Malaysia - People

Over 50 percent of the population is of Malay descent.  Chinese make up about 25% and Indians make up about 10% of the population.  Indigenous groups called Orang Asli live in the peninsula; they include Negritos and Proto-Malays.  Other ethnic groups live in Sarawak and Sabah.  They include Iban and Bidayuh in Sarawak (well known for the head-hunting skills - fortunately no longer practised), and Kadazan (often farmers) and Bajau (a nomadic sea-faring people sometimes also called sea gypsies) in Sabah.

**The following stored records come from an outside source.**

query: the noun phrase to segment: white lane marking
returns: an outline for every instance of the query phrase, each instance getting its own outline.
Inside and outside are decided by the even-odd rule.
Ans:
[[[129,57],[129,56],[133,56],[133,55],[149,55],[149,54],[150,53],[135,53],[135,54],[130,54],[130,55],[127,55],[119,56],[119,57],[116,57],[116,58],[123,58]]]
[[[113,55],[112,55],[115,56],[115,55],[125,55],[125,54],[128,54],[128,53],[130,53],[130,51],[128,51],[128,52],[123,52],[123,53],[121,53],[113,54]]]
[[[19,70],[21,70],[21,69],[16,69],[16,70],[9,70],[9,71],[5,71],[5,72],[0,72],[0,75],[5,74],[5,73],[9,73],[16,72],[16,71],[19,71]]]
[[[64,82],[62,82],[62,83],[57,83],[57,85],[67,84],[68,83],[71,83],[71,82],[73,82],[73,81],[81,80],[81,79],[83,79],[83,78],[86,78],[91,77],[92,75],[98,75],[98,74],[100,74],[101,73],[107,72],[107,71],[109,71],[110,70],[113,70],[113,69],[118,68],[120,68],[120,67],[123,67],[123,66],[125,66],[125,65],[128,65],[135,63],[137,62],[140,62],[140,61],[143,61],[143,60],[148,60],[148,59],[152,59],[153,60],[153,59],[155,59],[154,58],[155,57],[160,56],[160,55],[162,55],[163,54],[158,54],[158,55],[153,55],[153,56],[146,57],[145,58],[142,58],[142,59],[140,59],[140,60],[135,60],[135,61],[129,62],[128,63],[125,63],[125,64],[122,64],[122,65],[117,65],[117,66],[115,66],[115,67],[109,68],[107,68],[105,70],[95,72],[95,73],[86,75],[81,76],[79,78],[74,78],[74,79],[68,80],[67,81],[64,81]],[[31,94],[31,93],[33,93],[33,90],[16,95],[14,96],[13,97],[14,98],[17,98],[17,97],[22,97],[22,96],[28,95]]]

There are several theories about where the present day Malays came from.  Since this is not an anthropology site, one or two schools of thought are briefly mentioned here as a talking point.  One school believes that the land occupied by present day Malaysia was first inhabited probably as early as the Stone Age (around 8000 B.C.) on the Malaysian Peninsula; they are thought to be the ancestors of the present day Negrito aborigines.  Later came the Proto-Malays around 2000 B.C. from Yunan, China.  Subsequently, around about the third century B.C., another ethnic group called Deutero-Malays came, and through intermarriages with Indians, Arabs, Siamese and Chinese, become today's Malays.  Another theory says that the Malays originated from Taiwan thousands of years ago, and then spread to the Philippines, Indonesia and Malaysia. 

Whatever the theory, the fact remains that Malaysians regardless of their ethnic origin are a friendly people.